Welcome back to No Filter, our once-weekly stroll through the lush gardens of queer celebrity Instagram. This week, Tessa Thompson is just fucking with us:
EXCUSE ME WHAT DOES THIS MEAN JUNE IS SO CONFUSING pic.twitter.com/q1G9MkJPQF
And with that, let’s get to work.
Say it loud “I’M BLACK AND I’M PROUD!” ??????????❤️?? Thank you BetAwards for having me ! Thanks @stbeautyband for letting me walk the carpet w/ y’all (y’all slayed) ! Thank you @nikkinelms @jessicasmalls @mandelkorn Dress- @nicolasjebranworld Spaceship Clutch – @judithleiberny Jewelry – @tiffanyandco
Janell Monáe IS pride, I don’t know what to tell you.
DJ Kittens (the glue that binds all forms of The Chart together) seen here carousing with Carmen de la Pica Morales, who’s doing great all these years after being left at the altar by Shane McCutcheon, known lothario.
Just down the street, Shane, Tasha and Alice are cooking something together; judging by the ingredients I would like to believe it’s a margarita but since it’s in a bowl I can only assume it’s guac.
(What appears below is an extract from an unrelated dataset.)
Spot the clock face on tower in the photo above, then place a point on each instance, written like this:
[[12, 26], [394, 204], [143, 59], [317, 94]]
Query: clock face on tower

During my book tour in September last year, @jynxisme98 came to the meet and greet and said if I was ever in SF for Pride, I was welcome to ride with the Dykes on Bikes on the back of her bike. She's now President of the Dykes on Bikes! I never expected it to work out but wow it was a dream just to be asked. By sheer luck, I was actually in SF for Pride today! So Jen and I linked up and I rode in the Parade on the back of her motorcycle waving at people like the goddamn duchess of bisexuality! Thank you, Jen and thanks to butches everywhere. We don't deserve you!
Jeez, let Gaby Dunn ride with the Dykes on Bikes one time and suddenly she declares herself the goddamn duchess of bisexuality.
I would pay money to hear this conversation between Caleb McLaughlin and Lena Waithe right now.
If there is one thing in this world I truly love, it is Brittani Nichols interacting with farm animals.
I would like to start using the phrase “the most Blanche Devereaux thing I have put on my body” more often, please.
If you leave Evan Rachel Wood alone anywhere for five minutes, she will return with an 80s montage. It’s just science.
Hayley Kiyoko and Kehlani joined forces to beam rainbows out of their goddamn stomachs like a pair of lesbian care bears in San Francisco.
Previously on Hayley Kiyoko, apparently this is what she looks like when she wakes up.
Am I cheating by including the greatest celebrity of all, Autostraddle CEO/CFO/Editor-in-Chief Riese Bernard’s very famous dog Carol? Look how much pride she has!